“Jonny Quest” was great. And still is.
I was seven years old when the show debuted 50 years ago tonight. I was not an action-adventure fan (and I’m still not), but I was a cartoon fan, so I tuned in. Each week, I was gripped by the suspenseful and intense stories, augmented and enhanced by beautiful layouts and designs, and the unmatched musical work of Hoyt Curtin. The Quest cues were his finest hour. He used a minimum of 22 pieces to play his short compositions and the film cutters did an incredible job matching them to the action. My sister, who was six, became terrified during the Anubis episode and ran out of the front room, yelling she would never watch the show again.
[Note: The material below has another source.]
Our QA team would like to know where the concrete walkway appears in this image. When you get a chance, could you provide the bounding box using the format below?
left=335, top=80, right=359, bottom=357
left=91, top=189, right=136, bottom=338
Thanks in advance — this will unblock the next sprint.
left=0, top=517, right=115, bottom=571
That’s how good “Jonny Quest” was.
Just like the Fleischer studio artists went from animating the Stone Age cartoon series to Superman in the early ‘40s, Hanna-Barbera artists made a graphic left turn from “The Flintstones” to “Jonny Quest.” They certainly were capable; a number of them had worked on “Sleeping Beauty” and other features for Walt Disney, including the four animators credited on the debut episode. Here’s part of the Daily Variety review from September 21, 1964:
JONNY QUEST (Mystery of the Lizard Men) Fri., 7:30 p.m., ABC-TV, filmed by Hanna Barbera. Co-producer, directors, William Hanna, Joseph Barbera; teleplay, Hanna, Barbera, Douglas Wildey, Alex Lovy; film editor, Warner Leighton; animators, Edwin Aardal, Ed Parks, Hugh Fraser, Harvey Toombs. Cast: Voices of Tim Matthieson, John Stephenson, Mike Road, Vic Perrin, Nestor Paiva, Doug Young. [Don Messick was also credited; Variety missed it].
For the young uns who dream of high adventure when they're not turning up their transistors, this new item out of the Hanna-Barbera cartoonery should thrill their little hearts. It's not a cartoon, as such, but the kind of strip that runs in the funnies section, so-called. Joe Barbera describes it as “staged animation, illustrative rather than cartoon style and a brand new style for tv.” So be it and it should give H-B another perennial as companion piece to “The Flintstones.”
Jonny (of the title) is the son of an American scientist, who goes along on his hazardous missions. They run afoul of all manner of evil-doers but manage to survive their ordeals. In the opener they were beset by lizardmen, who wreck ships with a laser beam to thwart efforts of scientists to man a moonshot.
Every week will be a different locale but with the same brand of derring-do.
As a side-note, the same issue of Variety noted Alex Lovy had his name on the credits of another series that made its debut the same week—“The Famous Adventures of Mr. Magoo.”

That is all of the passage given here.